Она скалилась от ярости, что-то еще бормотала…»
Теперь, держа тетрадь в руках, писатель диктует на машинку:
«…и заплакала неудержимо и судорожно.
Когда она утихла, я сказал:
— Я возненавидел этот роман, и я боюсь. Я болен. Мне страшно.
Она поднялась и заговорила:
— Боже, как ты болен. За что это, за что? Но я тебя спасу, я тебя спасу. Что же это такое?
Я видел ее вспухшие от дыму и плача глаза, чувствовал, как холодные руки гладят мне лоб.
— Я тебя вылечу, вылечу, — бормотала она, впиваясь мне в плечи, — ты восстановишь его. Зачем, зачем я не оставила у себя один экземпляр!
Она оскалилась от ярости, что-то еще говорила невнятное…»

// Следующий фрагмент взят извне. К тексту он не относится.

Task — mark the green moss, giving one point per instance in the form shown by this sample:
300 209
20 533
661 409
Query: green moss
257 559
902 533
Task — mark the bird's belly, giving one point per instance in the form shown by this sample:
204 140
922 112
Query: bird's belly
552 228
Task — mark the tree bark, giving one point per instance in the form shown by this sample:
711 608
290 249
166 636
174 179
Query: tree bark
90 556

Это даже не правка — это свободный пересказ, сохраняющий самые важные для писателя ударные слова и обнажающий опорные обороты.
А кое-что в этом активном и стремительном пересказе главы Булгаков в дальнейшем сочтет напрасным и, правя роман незадолго до смерти, восстановит по рукописи некоторые строки из четвертой редакции, например, следующие, лирические:
«Она входила в калитку один раз, а биений сердца до этого я испытывал не менее десяти, я не лгу. А потом, когда приходил ее час и стрелка показывала полдень, оно даже и не переставало стучать до тех пор, пока без стука, почти совсем бесшумно, не равнялись с окном туфли с черными замшевыми накладками-бантами, стянутыми стальными пряжками.

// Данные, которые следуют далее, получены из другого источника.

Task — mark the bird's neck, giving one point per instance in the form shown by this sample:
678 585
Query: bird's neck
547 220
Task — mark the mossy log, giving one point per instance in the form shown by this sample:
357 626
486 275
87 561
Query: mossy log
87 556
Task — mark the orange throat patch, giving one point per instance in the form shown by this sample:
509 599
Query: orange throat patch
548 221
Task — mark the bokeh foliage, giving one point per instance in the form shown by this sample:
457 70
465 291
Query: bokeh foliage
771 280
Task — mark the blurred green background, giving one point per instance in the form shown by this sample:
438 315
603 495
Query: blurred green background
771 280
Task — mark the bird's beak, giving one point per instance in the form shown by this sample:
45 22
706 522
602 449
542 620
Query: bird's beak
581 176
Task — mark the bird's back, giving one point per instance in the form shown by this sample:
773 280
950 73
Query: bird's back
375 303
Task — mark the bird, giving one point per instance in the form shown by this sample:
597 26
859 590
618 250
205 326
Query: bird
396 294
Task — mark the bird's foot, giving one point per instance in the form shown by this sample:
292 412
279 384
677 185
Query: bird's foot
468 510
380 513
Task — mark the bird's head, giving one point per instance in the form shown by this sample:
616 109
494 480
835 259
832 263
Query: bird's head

Иногда она шалила и, задержавшись у второго оконца, постукивала носком в стекло. Я в ту же секунду оказывался у этого окна, но исчезала туфля, черный шелк, заслонявший свет, исчезал, — я шел ей открывать»…
…А на тревожные письма жены Булгаков откликнулся телеграммой: «Телеграмму две открытки получил Целую крепко Переписано четырнадцать глав Михаил».
«Низа, убийство в саду»
Открытка.
«19. VI. 38. Днем.
Дорогая Лю, сообщи, в полном ли порядке твое уважаемое здоровье? Думаю о тебе нежно…

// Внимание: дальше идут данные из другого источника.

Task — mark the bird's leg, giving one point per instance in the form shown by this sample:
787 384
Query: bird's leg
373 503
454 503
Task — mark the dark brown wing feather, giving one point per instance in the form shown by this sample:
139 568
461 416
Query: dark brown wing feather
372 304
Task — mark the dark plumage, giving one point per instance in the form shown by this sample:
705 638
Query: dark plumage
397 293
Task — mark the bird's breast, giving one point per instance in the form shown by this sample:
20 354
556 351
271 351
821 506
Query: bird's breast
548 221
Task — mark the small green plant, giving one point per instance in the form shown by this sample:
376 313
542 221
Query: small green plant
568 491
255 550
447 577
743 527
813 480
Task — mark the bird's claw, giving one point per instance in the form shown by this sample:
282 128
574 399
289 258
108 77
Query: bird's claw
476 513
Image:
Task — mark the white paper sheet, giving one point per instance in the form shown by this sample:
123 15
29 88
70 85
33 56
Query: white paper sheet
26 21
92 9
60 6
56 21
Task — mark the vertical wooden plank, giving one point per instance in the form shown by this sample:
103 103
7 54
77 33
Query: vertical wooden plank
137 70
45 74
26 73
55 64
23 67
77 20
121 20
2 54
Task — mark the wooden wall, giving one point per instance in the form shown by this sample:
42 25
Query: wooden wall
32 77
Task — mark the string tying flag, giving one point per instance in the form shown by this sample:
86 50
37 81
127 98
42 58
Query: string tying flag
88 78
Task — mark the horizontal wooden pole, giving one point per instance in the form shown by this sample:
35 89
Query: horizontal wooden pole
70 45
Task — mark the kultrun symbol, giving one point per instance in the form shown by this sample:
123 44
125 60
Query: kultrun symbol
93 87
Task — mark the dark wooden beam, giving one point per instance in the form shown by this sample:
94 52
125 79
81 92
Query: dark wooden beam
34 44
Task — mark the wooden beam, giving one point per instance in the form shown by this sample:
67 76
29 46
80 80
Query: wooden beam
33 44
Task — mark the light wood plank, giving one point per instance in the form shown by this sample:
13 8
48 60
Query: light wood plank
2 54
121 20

По числу на открытке твоей установил, что ты наблюдала грозу как раз в то время, как я диктовал о золотых статуях. Пишется 26 глава (Низа, убийство в саду)…»
В руках у Булгакова тетрадь с 25-й растянувшейся главой «Как прокуратор пытался спасти Иуду из Кириафа». Вторая половина главы отделяется, превращается в 26-ю.
Прекрасные страницы о Низе написаны несколько месяцев тому назад — почти без помарок. Женщина, которая может увести, увлечь, завлечь… Это уже было — в «Кабале святош»: «Одноглазый … Где дрянь, заманившая меня в ловушку? Незнакомка в маске (из тьмы). Я здесь, маркиз, но я вовсе не дрянь».
И так же, как Незнакомка вела одноглазого д’Орсиньи в подвалы Кабалы святош, женщина в черном покрывале ведет Иуду к месту его смерти. Не поманила, не назначила — ведет. Путь Иуды был описан скупо:
«Иуда не заметил, как пролетела мимо крепость Антония. Конный патруль с факелом, обливавший тревожным светом тротуары, проскакал мимо, не привлекши внимания Иуды.
Он летел вперед, и сердце его билось. Он напрягался в одном желании не потерять черной легкой фигурки, танцующей впереди. Когда он был у городской восточной стены, луна выплыла над Ершалаимом. Народу здесь было мало. Проскакал конный римлянин, проехали двое на ослах. Иуда был за городской стеной.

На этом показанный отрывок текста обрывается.